On average, the top-40 of pork producers in the United States has been scaling back its sow numbers by 1.4% over the last 12 months.
In the last year, the number of sows dropped by 61,475 to a level 4.19 million animals during the most recent inventory, according to the Pork Powerhouses list compiled by US agricultural title Successful Farming. The outcome breaks with a 10-year trend; in the most recent decade sow numbers of the country’s 40 largest swine integrators had been growing non-stop. Smithfield Foods (part of the Chinese WH Group) topped the list with 915,000 sows, followed at a respectable distance by Seaboard Foods (340,000 sows) and Pipestone System (274,275 sows).
The disappearance of Maxwell Foods was left out in the list. The producer, with 55,000 sows, decided to clean out its pig houses in late 2019. In total, 16 out of 40 pork producers cut back their number of sows, there was no change with 14 of them and in 10 cases there was growth.

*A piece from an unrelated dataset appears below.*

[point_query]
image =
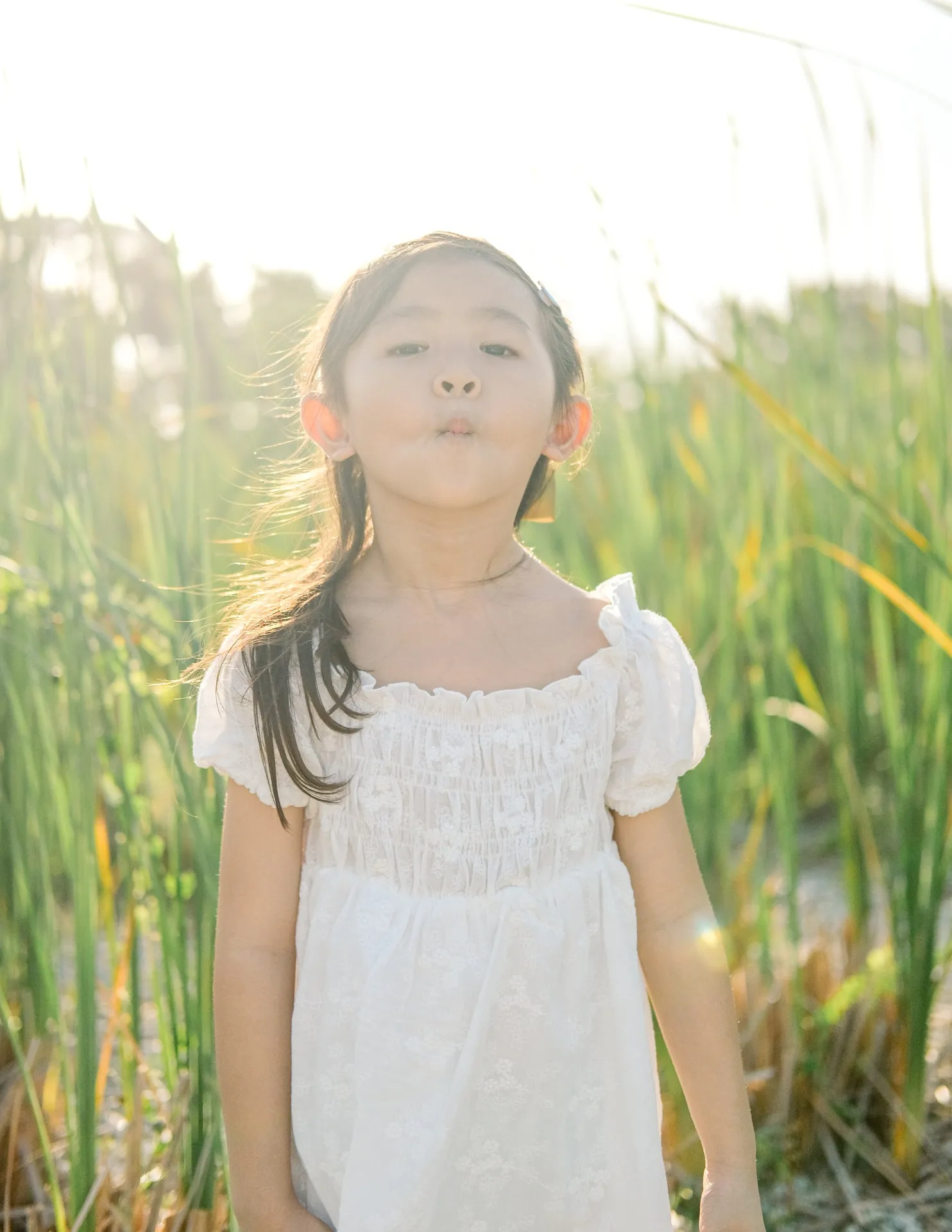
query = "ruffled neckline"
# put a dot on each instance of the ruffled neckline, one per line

Covid-19 in combination with expansion in the years prior led to the crisis in the US swine industry. The worst time was in April and May, when hundreds of thousands of finisher pigs had to be euthanised as there was no slaughter capacity.
Pig prices have been increasing again in the United States since September. That is partly related to the fact that there are more possibilities to market the hogs. In addition, US analysts expect that by the end of the year, the number of pigs will come down. The US Department of Agriculture (USDA) estimated that the average price for finisher pigs in the last quarter of 2020 will be € 0.95 per kg of slaughter weight. That is 18% higher than the price in the last 3 months of 2019. By the end of September, early October, the US pig price was even higher than € 0.95. From figures by the European Commission, it appeared there was a price of € 1.21 per kg slaughter weight in the USA.
The US pork producers have not completely recovered yet. The US National Pork Producers Council (NPPC) therefore launched a plea for a new emergency package. Because of Covid-19, hog farmers of all sizes went bankrupt, said NPPC president Howard A.V. Roth in a press release. According to NPPC, US hog farmers are facing $ 5 billion in collective pandemic-related losses this year, following 2 challenging years due to trade retaliation. The NPPC therefore called for additional help to keep a strong, competitive pig industry in the US alive.